Piyasada alınıp satılan kitap talebe bağlı bir metaya dönüşünce, daha doğrusu o talebi yöneterek insanı güç ilişkilerinin kademelerine hazırlayan şirketler tarafından kontrol altına alınınca içerikler de kaçınılmaz olarak başkalaşıyor. Buradan kastım egemen içerikler, yani dağıtıma giren, geniş kitlelere erişebilen, toplum tarafından kabul görmesi amacıyla popülerlik sağlanan içerikler. Tür fark etmeksizin her tür kitaptan, yayından bahsediyorum…
Böylesi yaygın bir içerik gücü giderek büyüyen bir yozlaşmayı, insanilikten uzaklaşmayı da tetikliyor diyebilirim. Üstelik görsel işitsel medyanın, dijitalin aynı güç merkezlerinin elinde niteliksiz gelişimi bu süreci daha da kötü hale getirdi. Bu olumsuz hal yaşamın her düzeyinde, tüm ilişkilerde, tercihlerde, politik alanda egemen, baskın bir noktaya erişiyor. Senden benden yani az sayıdaki okurdan, kendini geliştirme heyecanında olan, farkındalığı bir nebze de olsa gelişmiş insanlardan bahsetmiyorum burada. Büyük kitlelerden, bayağılığın, tüketim araçlarının üzerine kurulmuş iktidarların eline düşmüş yığınlardan bahsediyorum.
İçerikler başkalaşıyor. İçeriklerin erişimi, piyasalaşmış bir toplum düzeninde dağıtımı kapitalist üretim ve tüketim düzeninin güç yapıları tarafından düzenleniyor, kontrol altında tutuluyor.

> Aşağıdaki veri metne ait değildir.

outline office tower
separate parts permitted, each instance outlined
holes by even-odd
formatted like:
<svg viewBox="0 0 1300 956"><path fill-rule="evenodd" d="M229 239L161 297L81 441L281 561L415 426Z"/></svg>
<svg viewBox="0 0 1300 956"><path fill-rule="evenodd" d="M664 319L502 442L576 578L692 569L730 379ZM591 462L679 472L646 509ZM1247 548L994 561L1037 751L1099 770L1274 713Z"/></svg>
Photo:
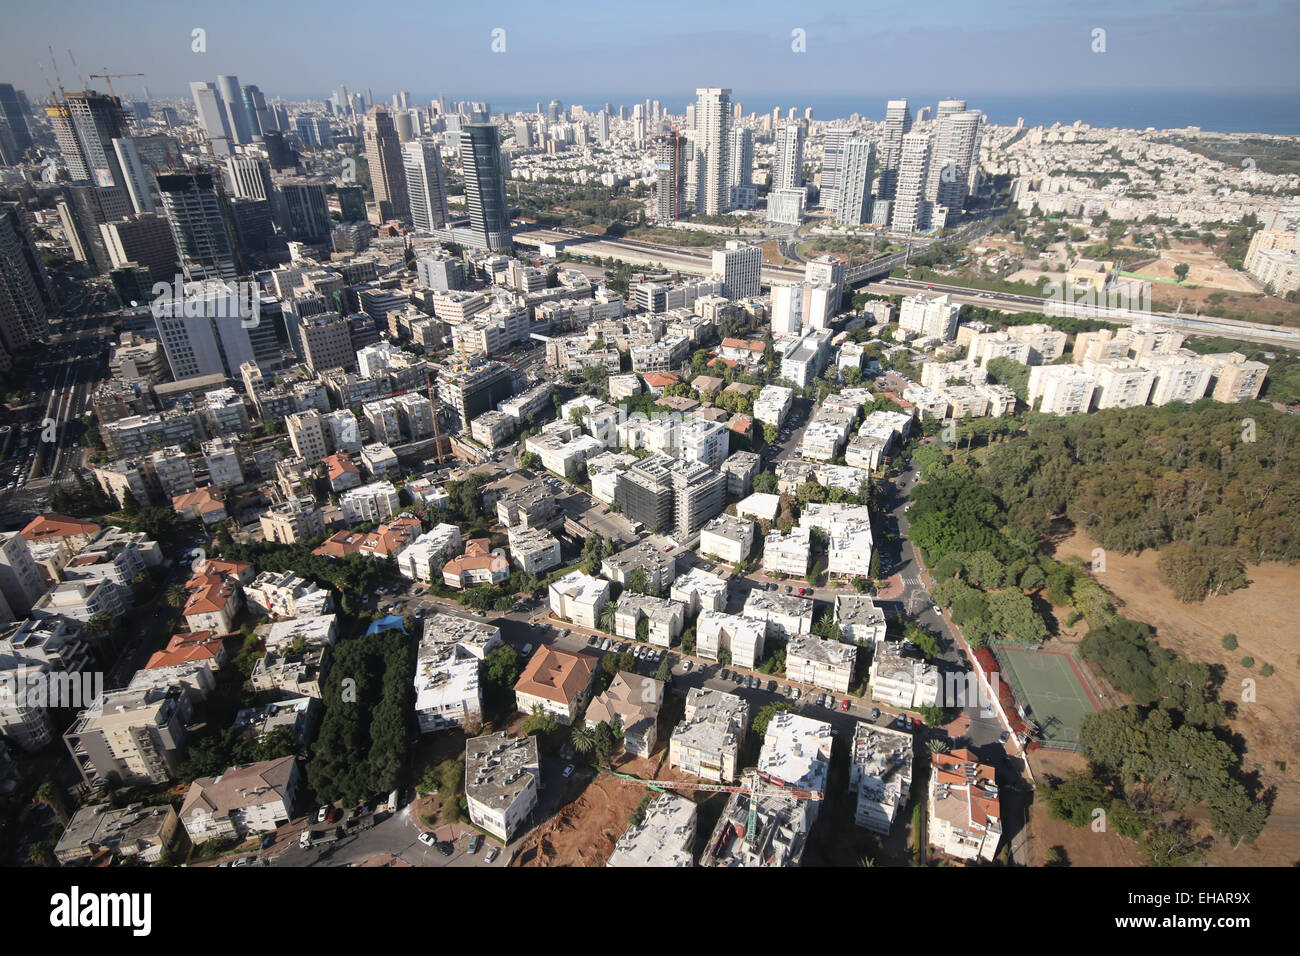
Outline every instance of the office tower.
<svg viewBox="0 0 1300 956"><path fill-rule="evenodd" d="M138 137L139 140L152 138ZM160 138L171 139L170 136ZM146 156L142 155L137 137L126 136L113 140L113 152L117 155L118 165L122 169L122 178L125 180L127 195L131 198L132 209L138 213L160 210L162 203L158 198L158 183L154 179L155 169ZM180 154L179 144L176 147L176 154Z"/></svg>
<svg viewBox="0 0 1300 956"><path fill-rule="evenodd" d="M601 146L609 143L609 113L606 110L596 114L596 139Z"/></svg>
<svg viewBox="0 0 1300 956"><path fill-rule="evenodd" d="M133 207L113 140L127 135L126 114L115 96L69 93L45 115L73 180L86 182L108 219L129 216Z"/></svg>
<svg viewBox="0 0 1300 956"><path fill-rule="evenodd" d="M61 186L60 192L62 198L54 205L63 225L64 237L72 246L73 257L79 262L90 264L103 275L112 265L99 227L115 218L105 212L100 201L104 191L96 189L90 183L77 182Z"/></svg>
<svg viewBox="0 0 1300 956"><path fill-rule="evenodd" d="M275 238L275 215L269 199L230 200L230 220L245 258L266 252Z"/></svg>
<svg viewBox="0 0 1300 956"><path fill-rule="evenodd" d="M776 131L772 156L772 189L803 187L803 127L788 123Z"/></svg>
<svg viewBox="0 0 1300 956"><path fill-rule="evenodd" d="M266 97L256 86L246 86L244 93L244 113L248 117L248 132L254 138L269 129L275 129L275 114L266 108Z"/></svg>
<svg viewBox="0 0 1300 956"><path fill-rule="evenodd" d="M23 115L22 104L18 102L18 93L11 83L0 83L0 118L8 124L9 134L13 137L18 154L14 158L16 164L23 153L31 148L32 134L27 128L27 117Z"/></svg>
<svg viewBox="0 0 1300 956"><path fill-rule="evenodd" d="M234 135L235 142L245 146L253 141L253 134L248 125L248 113L244 109L244 93L239 88L239 77L218 76L217 93L221 97L222 108L226 111L226 124Z"/></svg>
<svg viewBox="0 0 1300 956"><path fill-rule="evenodd" d="M361 186L339 186L339 214L344 222L364 222L366 191Z"/></svg>
<svg viewBox="0 0 1300 956"><path fill-rule="evenodd" d="M685 137L670 130L655 140L655 166L659 179L655 185L655 219L671 222L682 218L685 185Z"/></svg>
<svg viewBox="0 0 1300 956"><path fill-rule="evenodd" d="M276 187L280 228L294 242L319 245L329 240L330 212L325 184L282 182Z"/></svg>
<svg viewBox="0 0 1300 956"><path fill-rule="evenodd" d="M238 276L242 263L231 235L220 181L211 173L166 173L158 177L158 189L185 278Z"/></svg>
<svg viewBox="0 0 1300 956"><path fill-rule="evenodd" d="M411 225L416 232L433 232L447 225L447 184L442 152L434 143L413 140L402 147Z"/></svg>
<svg viewBox="0 0 1300 956"><path fill-rule="evenodd" d="M559 100L551 100L550 105L546 107L546 118L552 123L558 123L560 121L560 114L563 112L564 104Z"/></svg>
<svg viewBox="0 0 1300 956"><path fill-rule="evenodd" d="M860 226L871 222L871 180L875 171L875 140L845 140L840 150L839 183L834 206L836 224Z"/></svg>
<svg viewBox="0 0 1300 956"><path fill-rule="evenodd" d="M287 128L287 122L285 125ZM297 168L298 151L289 145L283 130L271 130L263 133L262 145L266 148L266 161L271 164L271 169Z"/></svg>
<svg viewBox="0 0 1300 956"><path fill-rule="evenodd" d="M489 360L468 368L440 368L437 389L452 427L463 429L513 395L514 382L510 366Z"/></svg>
<svg viewBox="0 0 1300 956"><path fill-rule="evenodd" d="M26 614L45 593L31 548L18 531L0 531L0 593L17 614Z"/></svg>
<svg viewBox="0 0 1300 956"><path fill-rule="evenodd" d="M515 123L515 145L520 149L533 148L533 124L526 120Z"/></svg>
<svg viewBox="0 0 1300 956"><path fill-rule="evenodd" d="M226 175L231 195L238 199L266 199L274 195L271 166L259 156L227 156Z"/></svg>
<svg viewBox="0 0 1300 956"><path fill-rule="evenodd" d="M727 248L713 250L713 271L722 277L728 299L758 295L763 279L763 250L728 239Z"/></svg>
<svg viewBox="0 0 1300 956"><path fill-rule="evenodd" d="M828 129L822 137L822 178L819 204L832 213L839 208L841 171L844 166L844 143L849 138L847 129ZM871 192L871 184L867 184Z"/></svg>
<svg viewBox="0 0 1300 956"><path fill-rule="evenodd" d="M415 139L415 115L410 110L399 110L393 114L393 128L397 130L399 143L409 143Z"/></svg>
<svg viewBox="0 0 1300 956"><path fill-rule="evenodd" d="M377 106L366 114L362 138L365 141L366 163L370 167L370 185L375 192L375 202L380 204L381 210L388 213L384 218L409 219L411 201L406 192L406 174L402 169L402 146L388 110ZM386 210L384 204L387 204Z"/></svg>
<svg viewBox="0 0 1300 956"><path fill-rule="evenodd" d="M165 217L141 213L106 222L99 231L112 268L138 266L149 273L151 283L170 282L175 277L179 257L171 225Z"/></svg>
<svg viewBox="0 0 1300 956"><path fill-rule="evenodd" d="M54 289L17 203L0 203L0 345L10 354L45 335Z"/></svg>
<svg viewBox="0 0 1300 956"><path fill-rule="evenodd" d="M274 324L256 317L251 324L247 302L224 283L204 283L187 292L184 301L154 303L154 325L172 377L196 375L239 378L245 362L269 365L279 358Z"/></svg>
<svg viewBox="0 0 1300 956"><path fill-rule="evenodd" d="M950 100L961 103L964 100ZM980 130L984 116L979 110L942 112L935 125L935 138L926 178L926 199L954 212L970 195L979 164Z"/></svg>
<svg viewBox="0 0 1300 956"><path fill-rule="evenodd" d="M695 91L695 129L700 133L696 147L701 151L703 195L696 208L708 216L726 212L731 206L727 173L731 133L731 90Z"/></svg>
<svg viewBox="0 0 1300 956"><path fill-rule="evenodd" d="M885 133L880 141L880 199L892 200L898 189L898 164L903 155L903 137L912 131L912 111L907 100L890 100L885 105Z"/></svg>
<svg viewBox="0 0 1300 956"><path fill-rule="evenodd" d="M737 106L740 104L737 103ZM754 134L743 126L728 134L727 184L750 186L754 182Z"/></svg>
<svg viewBox="0 0 1300 956"><path fill-rule="evenodd" d="M945 116L952 116L954 113L966 112L965 100L940 100L939 106L934 111L934 121L943 122Z"/></svg>
<svg viewBox="0 0 1300 956"><path fill-rule="evenodd" d="M226 114L225 104L215 83L195 81L190 84L190 94L194 97L194 107L198 111L199 125L208 137L208 148L216 157L230 156L234 153L230 133L230 119Z"/></svg>
<svg viewBox="0 0 1300 956"><path fill-rule="evenodd" d="M645 143L648 125L645 115L641 112L641 104L636 104L632 107L632 142L637 146Z"/></svg>
<svg viewBox="0 0 1300 956"><path fill-rule="evenodd" d="M510 244L510 206L501 139L489 123L461 127L460 166L465 175L465 205L470 230L487 249Z"/></svg>
<svg viewBox="0 0 1300 956"><path fill-rule="evenodd" d="M292 327L294 348L312 374L331 368L357 370L348 320L337 312L302 316Z"/></svg>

“Abi iyi de ne olacak şimdi, bu hal neyi etkiler?” diyenleriniz olabilir. En sıradan haliyle, kimi zaman önemsemeden geçtiğimiz nezaket anlayışından tutun da toplumların biçimlenmesinde başat rol oynayan politik düşünce ve anlayışlara, değer yargılarından bilgi kapasitesine, kendini ifade etme yeterliliğinden kendini bilmeye kadar o kadar çok şeyi var ki etkilenen.

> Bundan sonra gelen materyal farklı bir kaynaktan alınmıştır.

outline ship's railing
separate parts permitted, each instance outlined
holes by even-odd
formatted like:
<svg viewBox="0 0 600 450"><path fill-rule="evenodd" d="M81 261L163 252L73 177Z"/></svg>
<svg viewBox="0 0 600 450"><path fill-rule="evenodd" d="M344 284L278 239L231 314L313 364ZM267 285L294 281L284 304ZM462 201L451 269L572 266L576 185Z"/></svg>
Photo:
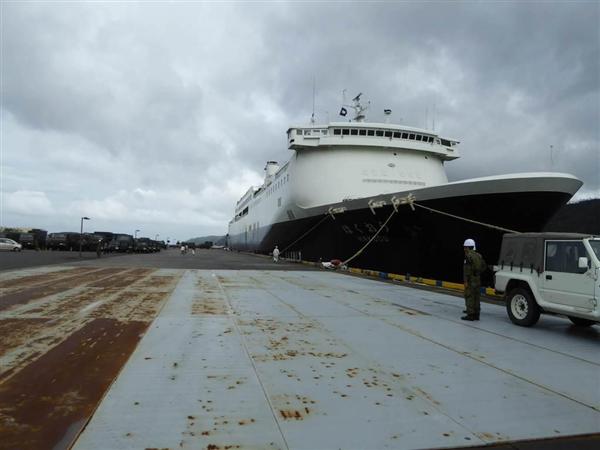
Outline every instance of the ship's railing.
<svg viewBox="0 0 600 450"><path fill-rule="evenodd" d="M300 251L285 252L283 254L283 259L285 259L287 261L300 262L300 261L302 261L302 252L300 252Z"/></svg>

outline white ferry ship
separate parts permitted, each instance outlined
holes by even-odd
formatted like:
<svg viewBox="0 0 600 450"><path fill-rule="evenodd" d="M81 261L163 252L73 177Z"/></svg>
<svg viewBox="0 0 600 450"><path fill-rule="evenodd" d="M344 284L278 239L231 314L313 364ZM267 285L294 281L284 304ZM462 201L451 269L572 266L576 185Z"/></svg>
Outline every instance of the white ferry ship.
<svg viewBox="0 0 600 450"><path fill-rule="evenodd" d="M583 184L544 172L448 182L444 164L459 158L459 141L366 122L360 97L347 106L351 121L288 129L292 156L267 162L262 186L237 202L230 248L345 260L379 232L351 265L459 281L465 238L493 262L503 229L539 231ZM422 207L401 205L407 198Z"/></svg>

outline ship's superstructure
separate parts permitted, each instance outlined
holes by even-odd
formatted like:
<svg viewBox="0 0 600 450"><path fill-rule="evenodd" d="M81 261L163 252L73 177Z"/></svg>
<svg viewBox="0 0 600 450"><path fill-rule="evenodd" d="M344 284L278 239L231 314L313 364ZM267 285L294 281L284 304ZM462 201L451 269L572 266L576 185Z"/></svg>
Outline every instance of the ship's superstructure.
<svg viewBox="0 0 600 450"><path fill-rule="evenodd" d="M483 205L496 201L496 207L502 202L513 202L513 211L522 207L524 213L533 212L532 217L527 214L520 217L521 228L531 231L542 226L581 186L571 175L548 173L448 183L444 164L459 158L459 141L432 130L365 122L366 107L360 102L360 94L348 106L355 111L353 121L311 123L287 130L288 148L293 155L282 166L275 161L267 162L262 186L251 187L238 201L229 224L231 248L259 252L268 252L274 245L285 248L310 229L317 218L334 210L344 214L332 215L335 224L316 230L294 244L294 250L314 259L344 258L344 254L352 252L365 236L379 228L382 217L373 217L378 216L373 205L384 212L392 207L393 196L409 193L449 212L460 210L488 221L497 221L496 216L501 218L506 214L490 213L493 204L482 211L481 201ZM342 108L344 112L346 109ZM479 202L477 208L475 203L469 207L471 200ZM526 205L531 201L537 205ZM540 206L546 210L539 209ZM418 240L418 229L426 227L418 223L421 219L417 216L412 215L402 224L392 224L394 228L385 230L381 239L398 242L404 230L404 234ZM438 217L428 220L443 222ZM503 222L513 226L515 223ZM386 250L373 246L368 252L370 258L362 257L363 263L390 259L381 252L391 247Z"/></svg>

Bir Weber bir Marks, Engels okumamış biriyle, bir Auguste Comte, Emile Durkheim okumamış biriyle toplumsal sorunları ilgilendiren, politik konuları değerlendiren hangi konuşma nereye varabilir?
Okumak, konular, kavramlar, olgu ve olaylar hakkında bilgi, fikir sahibi olmamızı düşünme kapasitemizin gelişimini sağlar. Ancak böylesi bir gelişmeye dahil olmayanlarla neyi nasıl konuşabiliriz? Çoğunlukla boş lakırdılardan, kişisel atışmalardan öteye geçmeyen ilişkiler…
İnsan konuşarak anlaşır derler. Konuşmak bir insani davranış mevzusu. Ancak nasıl konuşacaksınız? Hangi bilgi temeline dayalı olarak, hangi fikirlerin, değerlerin etkisinde? Dinlemesini biliyor musunuz? Dinlediğinizden ne anlıyorsunuz? Hangi konu, görüş sizde ne tür düşünmeyi, hangi düşünceleri tetikliyor, neden? İşte hepsi okumuşlukla ilgili şeyler. Ama dediğim üzere ne okuduğunuz çok önemli.
Hem okumanın, okumaların erken yaşlardan başlayarak gelişmesi gerekiyor. Belki bazılarımız “geç fark ediyor taşın sert olduğunu”. Ancak olsun, yine de dünyasında insani değerler gelişiyor, ileriye bir yolculuk gerçekleşiyorsa, varsın geç olsun…
Çoğunluk kitap okumaya karşı neden ilgisiz?
Gerçekten ilgi çekici bir soru. Verilerin de gösterdiği üzere hayatı boyunca okumaya ilişkin onca fırsat, deneyim yaşasa da insanlar günümüzde kitaplara, okumaya mesafeli. Tabi burada kastettiğim edebi nitelikte olsun ya da olmasın toplumsal alanda kendini geliştirme fırsatı sunan kitaplar.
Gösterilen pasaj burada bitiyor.